Conducting customer due diligence or CDD is a skill every AML Compliance Officer should have. A typical investigation into a potential suspicious transaction will begin with CDD. In most countries with robust AML/CFT framework, it is compulsory for a financial institution to conduct CDD during the onboarding stage before establishing business relations with a potential customer.
Definition and objective
CDD is the process where pertinent information of the customer’s profile is collected and evaluated for any potential money laundering or terrorist financing red flags. Upon completion of due diligence, the customer may be given a risk rating. Examples of a risk rating can either be a Low/Medium/High or a numeric value derived from a complicated risk matrix listing out the score based on a specific set of criteria.
A risk rating helps a company in deciding how and when to apply stringent checks, treatment, and controls that are appropriate to the level of risk. This framework is also known as the risk-based approach, which allows a company to allocate resources accordingly.
The first step to CDD is to obtain information from the customer. The following points outline the general information that should be collected.
Customer Profile (Individual):
- Full name, including any aliases
- Residential address, mailing address
- Contact numbers, email addresses
- Place of birth, date of birth
- Marital status
- Government-issued identification number
- Government-issued tax identification number
- Specimen signature
- Parental consent form (where the individual is a minor)
Customer Profile (Entity):
- Name of corporation
- Type of corporation
- Date of incorporation
- Place of incorporation
- Board resolution on authorised signatories
- Certificate of Incumbency
- Articles of Association
- Certificate of Incorporation
- Annual report
- Senior Management
- Ultimate Beneficial Owners (see: List of Company Registers Around the World)
Customer Profile (Trust):
- Settlor’s information
- Trustee’s information
- Beneficiaries information
- Protector’s information
- Relationship between settlor, trustee, protector and beneficiary
- Ultimate beneficial owner‘s information
Independent verification of collection
The second step is to verify the information collected from the customer to ensure accuracy. Many of the information collected can be verified by documents issued by a government or an independent reputable agency.
- Government-issued photo identification card
- Government-issued passport
- Tax bill
- Phone/power/water bill to prove residential address
- Business profile issued by a government regulator for business entities
- Certificate of incorporation from a country’s official company register
- Articles of association, or memorandum of association
Name screening is the next step where a Compliance Officer performs a check via a name-screening database and/or an internal blacklist to determine if a customer poses a risk to the financial institution. Typically, the objective is to ascertain if the customer is known to be the following:
- Politically Exposed Persons (PEPs)
- Sanctioned individual/entity
- Reported in media to be involved in any activity that is adverse in nature
A Compliance Officer may then provide a recommendation to outline the customer’s risk level to the company and proposes certain controls when establishing business relationship with the customer. Should the case be necessary, a Compliance Officer may recommend refusing to establish business relations. Declining a business relationship may be tricky, and Compliance Officers must be careful not to tip-off the customer or, de-risk a segment of customers.

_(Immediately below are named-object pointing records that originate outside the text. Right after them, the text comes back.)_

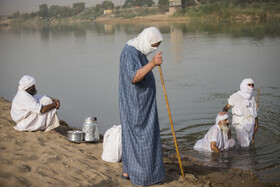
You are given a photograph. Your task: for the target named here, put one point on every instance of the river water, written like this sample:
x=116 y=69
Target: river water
x=203 y=65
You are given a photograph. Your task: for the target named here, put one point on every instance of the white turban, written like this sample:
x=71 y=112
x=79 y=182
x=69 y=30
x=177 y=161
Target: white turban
x=143 y=42
x=221 y=118
x=25 y=82
x=245 y=90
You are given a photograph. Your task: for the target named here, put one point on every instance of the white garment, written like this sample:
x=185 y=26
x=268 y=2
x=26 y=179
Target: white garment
x=143 y=42
x=112 y=144
x=243 y=117
x=214 y=135
x=26 y=112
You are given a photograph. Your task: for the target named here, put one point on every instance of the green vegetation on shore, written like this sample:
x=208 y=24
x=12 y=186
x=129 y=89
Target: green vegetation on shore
x=198 y=10
x=235 y=10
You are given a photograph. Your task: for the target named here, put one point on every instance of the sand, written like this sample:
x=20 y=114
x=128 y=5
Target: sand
x=46 y=159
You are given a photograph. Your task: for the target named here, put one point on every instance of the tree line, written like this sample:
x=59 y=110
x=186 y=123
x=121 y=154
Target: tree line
x=79 y=9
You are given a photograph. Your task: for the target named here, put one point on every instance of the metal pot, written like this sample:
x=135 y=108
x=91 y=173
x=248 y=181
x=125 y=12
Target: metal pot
x=75 y=136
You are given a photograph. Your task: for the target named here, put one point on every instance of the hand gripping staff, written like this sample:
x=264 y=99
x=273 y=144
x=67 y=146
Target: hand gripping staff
x=171 y=123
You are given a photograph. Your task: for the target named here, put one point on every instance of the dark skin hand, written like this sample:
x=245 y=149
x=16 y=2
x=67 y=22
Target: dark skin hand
x=142 y=72
x=214 y=147
x=45 y=108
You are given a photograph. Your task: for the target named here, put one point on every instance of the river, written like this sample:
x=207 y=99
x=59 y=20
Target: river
x=203 y=64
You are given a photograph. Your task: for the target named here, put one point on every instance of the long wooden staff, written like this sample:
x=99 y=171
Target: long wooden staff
x=253 y=140
x=171 y=123
x=258 y=98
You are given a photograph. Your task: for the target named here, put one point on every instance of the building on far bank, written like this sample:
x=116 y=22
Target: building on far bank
x=174 y=6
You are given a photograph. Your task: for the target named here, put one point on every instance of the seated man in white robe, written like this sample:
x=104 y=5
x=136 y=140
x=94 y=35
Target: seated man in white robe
x=218 y=137
x=244 y=113
x=32 y=112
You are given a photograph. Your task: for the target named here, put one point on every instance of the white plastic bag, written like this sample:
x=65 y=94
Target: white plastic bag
x=112 y=144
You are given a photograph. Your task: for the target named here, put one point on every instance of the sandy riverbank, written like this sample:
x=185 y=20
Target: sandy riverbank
x=45 y=159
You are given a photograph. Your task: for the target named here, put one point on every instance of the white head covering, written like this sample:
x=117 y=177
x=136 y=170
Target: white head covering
x=245 y=90
x=25 y=82
x=221 y=118
x=143 y=42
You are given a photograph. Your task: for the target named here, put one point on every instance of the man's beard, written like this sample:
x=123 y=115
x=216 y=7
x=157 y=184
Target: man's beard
x=225 y=128
x=33 y=91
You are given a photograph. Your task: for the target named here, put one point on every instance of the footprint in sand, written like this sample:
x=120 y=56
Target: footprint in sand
x=23 y=168
x=42 y=141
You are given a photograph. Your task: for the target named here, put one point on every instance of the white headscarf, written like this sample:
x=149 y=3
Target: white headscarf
x=245 y=90
x=221 y=118
x=143 y=42
x=25 y=82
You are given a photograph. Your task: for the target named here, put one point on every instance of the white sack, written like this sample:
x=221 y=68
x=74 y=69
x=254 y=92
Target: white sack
x=112 y=144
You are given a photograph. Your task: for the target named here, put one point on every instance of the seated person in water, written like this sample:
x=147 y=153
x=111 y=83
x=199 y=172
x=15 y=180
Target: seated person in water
x=244 y=113
x=218 y=137
x=32 y=112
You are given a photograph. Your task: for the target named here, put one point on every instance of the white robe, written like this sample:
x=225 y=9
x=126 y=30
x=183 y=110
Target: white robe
x=243 y=117
x=214 y=135
x=25 y=111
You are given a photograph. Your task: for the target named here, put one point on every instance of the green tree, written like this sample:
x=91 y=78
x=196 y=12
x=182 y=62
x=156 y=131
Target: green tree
x=108 y=5
x=141 y=3
x=78 y=7
x=16 y=15
x=43 y=10
x=163 y=5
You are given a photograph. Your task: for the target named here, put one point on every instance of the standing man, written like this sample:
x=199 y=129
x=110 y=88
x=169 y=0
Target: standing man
x=218 y=137
x=32 y=112
x=244 y=113
x=141 y=143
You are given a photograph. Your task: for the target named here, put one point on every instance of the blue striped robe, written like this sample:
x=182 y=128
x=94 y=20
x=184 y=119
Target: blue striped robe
x=141 y=143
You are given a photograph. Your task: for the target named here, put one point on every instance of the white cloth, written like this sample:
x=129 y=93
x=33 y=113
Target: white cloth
x=214 y=135
x=143 y=42
x=25 y=111
x=243 y=117
x=112 y=144
x=221 y=118
x=245 y=90
x=25 y=82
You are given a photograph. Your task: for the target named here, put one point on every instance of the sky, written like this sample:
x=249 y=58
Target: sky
x=8 y=7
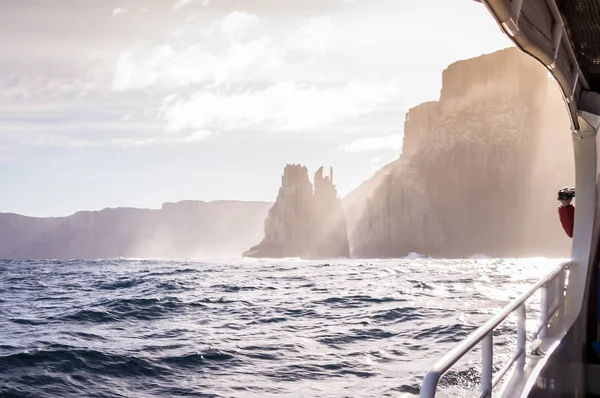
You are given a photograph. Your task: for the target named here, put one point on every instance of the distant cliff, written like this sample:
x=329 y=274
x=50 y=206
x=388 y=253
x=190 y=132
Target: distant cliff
x=479 y=169
x=190 y=229
x=303 y=223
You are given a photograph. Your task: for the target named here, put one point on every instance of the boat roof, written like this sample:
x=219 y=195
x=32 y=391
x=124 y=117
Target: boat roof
x=564 y=35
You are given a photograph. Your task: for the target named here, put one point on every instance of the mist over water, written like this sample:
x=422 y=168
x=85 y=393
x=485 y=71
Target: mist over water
x=248 y=328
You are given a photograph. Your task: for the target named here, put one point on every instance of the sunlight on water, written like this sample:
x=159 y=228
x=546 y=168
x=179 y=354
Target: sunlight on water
x=245 y=328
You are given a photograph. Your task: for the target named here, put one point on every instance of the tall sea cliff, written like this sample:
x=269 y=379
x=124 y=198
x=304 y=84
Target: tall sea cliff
x=479 y=169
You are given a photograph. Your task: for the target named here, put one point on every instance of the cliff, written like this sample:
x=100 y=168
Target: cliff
x=303 y=223
x=190 y=229
x=479 y=170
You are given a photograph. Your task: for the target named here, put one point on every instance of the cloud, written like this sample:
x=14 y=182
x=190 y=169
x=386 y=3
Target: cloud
x=222 y=53
x=288 y=106
x=390 y=142
x=316 y=35
x=182 y=3
x=119 y=11
x=237 y=22
x=197 y=136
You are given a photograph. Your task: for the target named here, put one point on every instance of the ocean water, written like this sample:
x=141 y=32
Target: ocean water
x=248 y=328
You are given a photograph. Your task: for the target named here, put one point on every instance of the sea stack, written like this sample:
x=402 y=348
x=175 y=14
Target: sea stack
x=302 y=222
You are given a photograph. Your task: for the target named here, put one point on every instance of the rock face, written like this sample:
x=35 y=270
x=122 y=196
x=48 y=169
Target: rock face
x=303 y=223
x=189 y=229
x=479 y=169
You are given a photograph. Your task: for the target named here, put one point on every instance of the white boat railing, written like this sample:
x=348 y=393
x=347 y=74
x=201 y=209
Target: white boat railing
x=552 y=298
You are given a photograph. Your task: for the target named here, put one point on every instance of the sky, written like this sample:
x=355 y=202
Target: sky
x=112 y=103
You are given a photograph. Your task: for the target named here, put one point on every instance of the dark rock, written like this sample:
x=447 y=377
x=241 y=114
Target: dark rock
x=302 y=223
x=190 y=229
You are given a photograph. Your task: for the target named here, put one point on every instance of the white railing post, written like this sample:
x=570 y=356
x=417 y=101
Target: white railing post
x=553 y=297
x=543 y=310
x=561 y=291
x=487 y=364
x=521 y=336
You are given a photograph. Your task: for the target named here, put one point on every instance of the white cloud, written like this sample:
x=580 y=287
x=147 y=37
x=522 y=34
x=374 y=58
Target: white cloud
x=182 y=62
x=197 y=136
x=183 y=3
x=316 y=35
x=390 y=142
x=119 y=11
x=288 y=106
x=236 y=23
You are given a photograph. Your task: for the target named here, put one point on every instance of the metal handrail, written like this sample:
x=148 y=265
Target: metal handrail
x=484 y=334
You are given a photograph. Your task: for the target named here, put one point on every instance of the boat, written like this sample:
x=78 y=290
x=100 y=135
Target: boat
x=559 y=357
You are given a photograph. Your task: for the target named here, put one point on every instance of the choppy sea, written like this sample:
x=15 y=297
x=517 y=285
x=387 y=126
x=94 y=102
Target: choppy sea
x=248 y=328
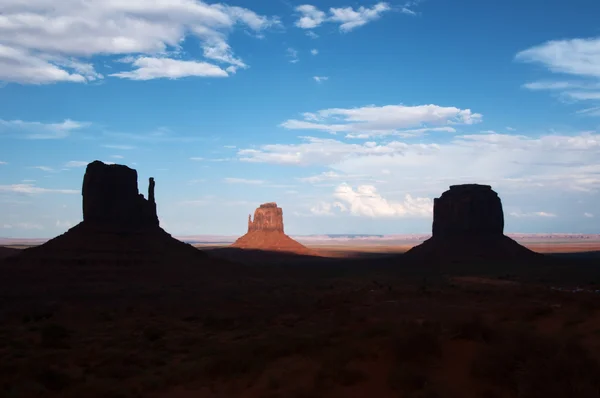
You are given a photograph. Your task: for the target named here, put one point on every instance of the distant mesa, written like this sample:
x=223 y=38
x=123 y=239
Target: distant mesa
x=266 y=232
x=119 y=225
x=468 y=225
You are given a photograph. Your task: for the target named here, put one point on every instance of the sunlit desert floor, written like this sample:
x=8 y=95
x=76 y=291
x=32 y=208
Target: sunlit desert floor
x=342 y=325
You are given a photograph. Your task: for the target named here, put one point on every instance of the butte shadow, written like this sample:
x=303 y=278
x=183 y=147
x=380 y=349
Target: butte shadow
x=119 y=227
x=468 y=227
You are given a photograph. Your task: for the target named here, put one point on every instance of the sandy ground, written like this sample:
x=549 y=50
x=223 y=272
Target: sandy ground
x=334 y=327
x=348 y=250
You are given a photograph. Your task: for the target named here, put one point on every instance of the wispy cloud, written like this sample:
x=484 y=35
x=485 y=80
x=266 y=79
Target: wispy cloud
x=576 y=57
x=233 y=180
x=148 y=68
x=532 y=214
x=76 y=163
x=382 y=120
x=32 y=189
x=118 y=146
x=44 y=168
x=34 y=52
x=348 y=18
x=292 y=54
x=41 y=131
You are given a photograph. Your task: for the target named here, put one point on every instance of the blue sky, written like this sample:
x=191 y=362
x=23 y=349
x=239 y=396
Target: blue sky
x=351 y=115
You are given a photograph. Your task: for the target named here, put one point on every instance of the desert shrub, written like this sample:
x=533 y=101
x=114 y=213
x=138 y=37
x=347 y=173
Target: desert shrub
x=54 y=336
x=414 y=349
x=531 y=365
x=53 y=380
x=153 y=333
x=474 y=329
x=417 y=342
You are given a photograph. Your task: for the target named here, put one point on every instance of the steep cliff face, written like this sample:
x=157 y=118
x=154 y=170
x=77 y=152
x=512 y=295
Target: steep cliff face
x=268 y=217
x=111 y=197
x=468 y=210
x=468 y=226
x=119 y=225
x=266 y=232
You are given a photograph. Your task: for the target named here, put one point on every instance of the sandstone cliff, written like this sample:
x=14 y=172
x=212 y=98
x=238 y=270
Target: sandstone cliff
x=268 y=217
x=119 y=225
x=266 y=232
x=468 y=226
x=111 y=197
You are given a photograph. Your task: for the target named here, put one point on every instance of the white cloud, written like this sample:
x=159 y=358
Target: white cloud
x=41 y=131
x=293 y=55
x=327 y=209
x=555 y=162
x=366 y=201
x=63 y=224
x=35 y=69
x=579 y=57
x=560 y=85
x=347 y=18
x=120 y=147
x=310 y=17
x=42 y=43
x=350 y=19
x=532 y=214
x=329 y=176
x=44 y=168
x=594 y=111
x=382 y=120
x=32 y=189
x=148 y=68
x=23 y=225
x=583 y=95
x=404 y=133
x=232 y=180
x=76 y=163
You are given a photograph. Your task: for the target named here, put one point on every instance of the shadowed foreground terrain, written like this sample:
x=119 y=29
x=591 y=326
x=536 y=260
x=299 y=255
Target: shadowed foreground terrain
x=116 y=307
x=318 y=327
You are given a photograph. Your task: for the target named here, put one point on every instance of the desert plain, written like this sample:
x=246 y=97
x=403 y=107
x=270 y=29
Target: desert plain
x=117 y=307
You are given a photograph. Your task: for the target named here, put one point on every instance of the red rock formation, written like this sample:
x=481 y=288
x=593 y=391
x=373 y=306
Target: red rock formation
x=119 y=226
x=468 y=226
x=268 y=217
x=266 y=232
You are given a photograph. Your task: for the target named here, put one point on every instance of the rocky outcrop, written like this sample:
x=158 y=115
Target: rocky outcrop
x=119 y=225
x=467 y=210
x=468 y=226
x=266 y=232
x=268 y=217
x=111 y=197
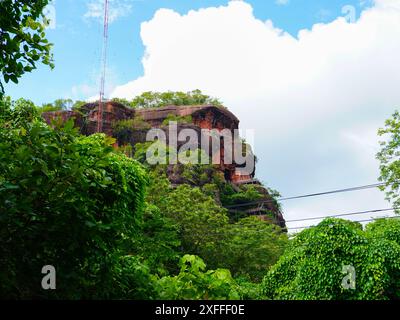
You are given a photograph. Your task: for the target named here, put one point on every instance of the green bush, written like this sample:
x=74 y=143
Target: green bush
x=65 y=200
x=194 y=283
x=312 y=265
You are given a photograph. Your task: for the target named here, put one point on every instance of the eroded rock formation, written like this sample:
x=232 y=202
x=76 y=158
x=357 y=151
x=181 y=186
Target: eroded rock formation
x=201 y=117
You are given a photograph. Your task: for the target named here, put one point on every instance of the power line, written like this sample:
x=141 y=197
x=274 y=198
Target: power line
x=305 y=227
x=365 y=220
x=370 y=186
x=344 y=214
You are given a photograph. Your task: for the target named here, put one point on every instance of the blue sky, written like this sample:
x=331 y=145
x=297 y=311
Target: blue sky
x=314 y=84
x=77 y=40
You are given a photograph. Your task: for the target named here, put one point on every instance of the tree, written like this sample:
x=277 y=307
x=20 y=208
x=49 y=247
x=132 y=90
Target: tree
x=389 y=157
x=69 y=201
x=251 y=246
x=194 y=283
x=22 y=38
x=336 y=260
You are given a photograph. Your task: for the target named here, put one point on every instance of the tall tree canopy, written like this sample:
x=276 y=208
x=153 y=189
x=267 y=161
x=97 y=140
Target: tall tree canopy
x=389 y=157
x=22 y=38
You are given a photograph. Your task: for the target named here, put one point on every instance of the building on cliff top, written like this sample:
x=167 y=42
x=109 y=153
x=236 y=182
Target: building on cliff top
x=201 y=117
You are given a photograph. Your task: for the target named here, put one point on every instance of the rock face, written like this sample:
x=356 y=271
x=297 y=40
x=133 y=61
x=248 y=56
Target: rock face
x=200 y=117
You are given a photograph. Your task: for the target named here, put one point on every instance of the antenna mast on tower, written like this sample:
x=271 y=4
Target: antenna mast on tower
x=104 y=66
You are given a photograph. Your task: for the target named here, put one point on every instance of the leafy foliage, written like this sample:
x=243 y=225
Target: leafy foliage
x=389 y=157
x=194 y=283
x=22 y=38
x=65 y=200
x=311 y=267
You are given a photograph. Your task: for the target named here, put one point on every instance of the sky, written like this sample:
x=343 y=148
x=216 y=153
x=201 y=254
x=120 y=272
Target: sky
x=313 y=79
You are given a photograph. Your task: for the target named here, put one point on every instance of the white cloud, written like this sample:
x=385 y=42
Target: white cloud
x=282 y=2
x=308 y=97
x=117 y=9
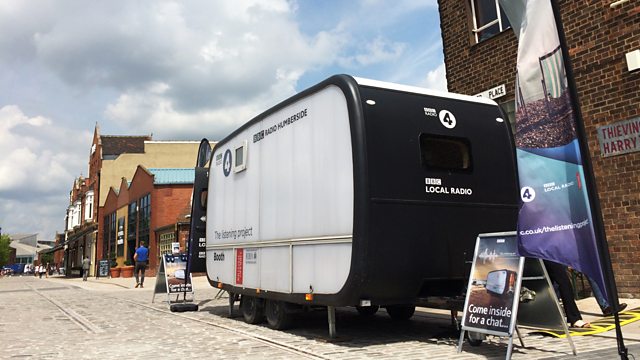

Part of the evaluation may involve understanding the circumstances of the customer, such as:
- The source of their funds
- The nature of their circumstances
- The reasons why they have chosen the company to establish a relationship
- The anticipated and expected level of activity
Enhanced Customer Due Diligence (ECDD)
ECDD is where the customer has been evaluated to be at a heightened risk to the company. The Financial Action Task Force (FATF) 40 Recommendations suggest that companies adopt a risk management system to determine if the customer presents a higher risk.
Part of the process of conducting ECDD is to obtain senior management approval before establishing a relationship, and take reasonable measures to establish the source of wealth and the source of funds. Examples of higher risk customers/transactions include but not limited to:
- Politically Exposed Person (PEP)
- Customer who are positively identified to have adverse profiles on watchlists
- Non-face to face account opening
- Correspondent Accounts
- Customers located in high-risk locations
CDD does not stop after the onboarding of customers. On a regular basis, transactions and account activity should be scrutinized for suspicious activity and that the behaviour of the transaction and accounts are in line with the expectation of the company, as well as the customer profile. This is an ongoing responsibility as clients’ risk profiles may change over time. To better perform ongoing monitoring, a Compliance Officer must take into consideration on the customer’s account activity and ensure that CDD documents are kept up-to-date.
Part of performing a proper customer due diligence is ensuring that all records are retained as per the company’s retention policy. The exact length of time to keep such records are usually mandated by law and differs between countries.
Record keeping helps the company understands the company over the entire relationship with the customer. Also, record keeping helps the company deal with its reporting obligation in submitting documents to the local financial intelligence unit for suspicions on money laundering or terrorist financing.